Effects of Electrode Size Mismatch on the Apparent Sensitivity of Perovskite X-Ray Detectors

IF 4.1 2区工程技术 Q2 ENGINEERING, ELECTRICAL & ELECTRONIC

IEEE Electron Device Letters Pub Date : 2024-08-06 DOI:10.1109/LED.2024.3439521

Yuanxiao Chen;Yuliang Yi;Xulong Gao;Nan Li;Feifei Huang;Shuaishuai Yu;Tao Zeng;Wei Huang;Yehao Deng;Jingjing Zhao

引用次数: 0

Abstract

Metal halide perovskite X-ray detectors have demonstrated sensitivities over one thousand times higher than those of commercial X-ray detectors. However, there is currently no standardized sensitivity testing protocol. In this study, we found that the electrode configuration significantly influences sensitivity values. The measured apparent sensitivity could be extremely high, when electrode is small and mismatched with X-ray active layer. This phenomenon arises from collection of charge carriers in the range of approximately 1 mm around the electrode and is intensified with higher carrier mobility and lifetime product, as well as applied bias. The phenomenon can be mitigated by incorporating guard rings. This work highlights a significant testing challenge often overlooked in X-ray detector sensitivity characterization, which could lead to serious overestimation of sensitivity, especially for materials with high mobility-lifetime product such as perovskite.

查看原文本刊更多论文

电极尺寸不匹配对包晶体 X 射线探测器表观灵敏度的影响

金属卤化物过氧化物 X 射线探测器的灵敏度比商用 X 射线探测器高出一千倍以上。然而，目前还没有标准化的灵敏度测试协议。在这项研究中，我们发现电极配置对灵敏度值有很大影响。当电极较小且与 X 射线活性层不匹配时，测得的表观灵敏度可能极高。这种现象源于电荷载流子在电极周围约 1 毫米范围内的聚集，载流子迁移率和寿命积越高，施加的偏压也越大。这种现象可以通过加入保护环来缓解。这项工作凸显了在 X 射线探测器灵敏度表征中经常被忽视的一个重要测试挑战，它可能导致灵敏度被严重高估，尤其是对于具有高迁移率-寿命积的材料，如包晶石。

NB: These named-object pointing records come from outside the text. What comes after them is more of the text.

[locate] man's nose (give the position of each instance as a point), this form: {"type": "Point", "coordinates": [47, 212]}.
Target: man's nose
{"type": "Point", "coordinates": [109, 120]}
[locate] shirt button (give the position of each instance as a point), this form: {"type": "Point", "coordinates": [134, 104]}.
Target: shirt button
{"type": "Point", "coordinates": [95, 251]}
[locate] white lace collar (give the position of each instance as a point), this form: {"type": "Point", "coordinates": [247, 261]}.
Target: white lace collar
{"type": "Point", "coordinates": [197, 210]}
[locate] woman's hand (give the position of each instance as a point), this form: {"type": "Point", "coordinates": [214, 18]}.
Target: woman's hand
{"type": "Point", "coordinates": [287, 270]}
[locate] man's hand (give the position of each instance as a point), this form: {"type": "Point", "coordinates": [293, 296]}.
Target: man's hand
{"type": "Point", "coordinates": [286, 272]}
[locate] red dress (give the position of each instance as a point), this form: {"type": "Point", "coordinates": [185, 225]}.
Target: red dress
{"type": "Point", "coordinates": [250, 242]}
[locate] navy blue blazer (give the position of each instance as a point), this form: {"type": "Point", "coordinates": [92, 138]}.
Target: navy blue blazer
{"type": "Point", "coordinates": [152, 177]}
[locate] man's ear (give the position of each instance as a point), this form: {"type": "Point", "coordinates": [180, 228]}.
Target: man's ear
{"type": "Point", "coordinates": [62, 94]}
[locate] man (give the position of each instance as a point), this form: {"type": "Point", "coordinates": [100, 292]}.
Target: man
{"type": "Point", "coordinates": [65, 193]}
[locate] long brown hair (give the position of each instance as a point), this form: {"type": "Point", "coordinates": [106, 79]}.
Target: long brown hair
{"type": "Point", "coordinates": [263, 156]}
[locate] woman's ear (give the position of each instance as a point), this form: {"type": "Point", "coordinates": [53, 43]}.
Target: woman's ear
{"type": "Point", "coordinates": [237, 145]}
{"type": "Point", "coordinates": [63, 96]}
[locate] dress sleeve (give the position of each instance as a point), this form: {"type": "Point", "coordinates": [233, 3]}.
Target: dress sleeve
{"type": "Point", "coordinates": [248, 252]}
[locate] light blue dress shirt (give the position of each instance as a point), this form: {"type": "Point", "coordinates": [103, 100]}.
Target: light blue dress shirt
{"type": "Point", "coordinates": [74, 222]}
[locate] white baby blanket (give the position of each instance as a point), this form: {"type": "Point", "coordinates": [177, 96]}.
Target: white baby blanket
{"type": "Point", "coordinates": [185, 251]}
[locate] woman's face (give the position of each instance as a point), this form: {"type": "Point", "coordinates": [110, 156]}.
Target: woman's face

本文章由计算机程序翻译，如有差异，请以英文原文为准。

求助全文

约1分钟内获得全文求助全文

来源期刊

IEEE Electron Device Letters 工程技术-工程：电子与电气

CiteScore

8.20

自引率

10.20%

发文量

551

审稿时长

1.4 months

期刊介绍： IEEE Electron Device Letters publishes original and significant contributions relating to the theory, modeling, design, performance and reliability of electron and ion integrated circuit devices and interconnects, involving insulators, metals, organic materials, micro-plasmas, semiconductors, quantum-effect structures, vacuum devices, and emerging materials with applications in bioelectronics, biomedical electronics, computation, communications, displays, microelectromechanics, imaging, micro-actuators, nanoelectronics, optoelectronics, photovoltaics, power ICs and micro-sensors.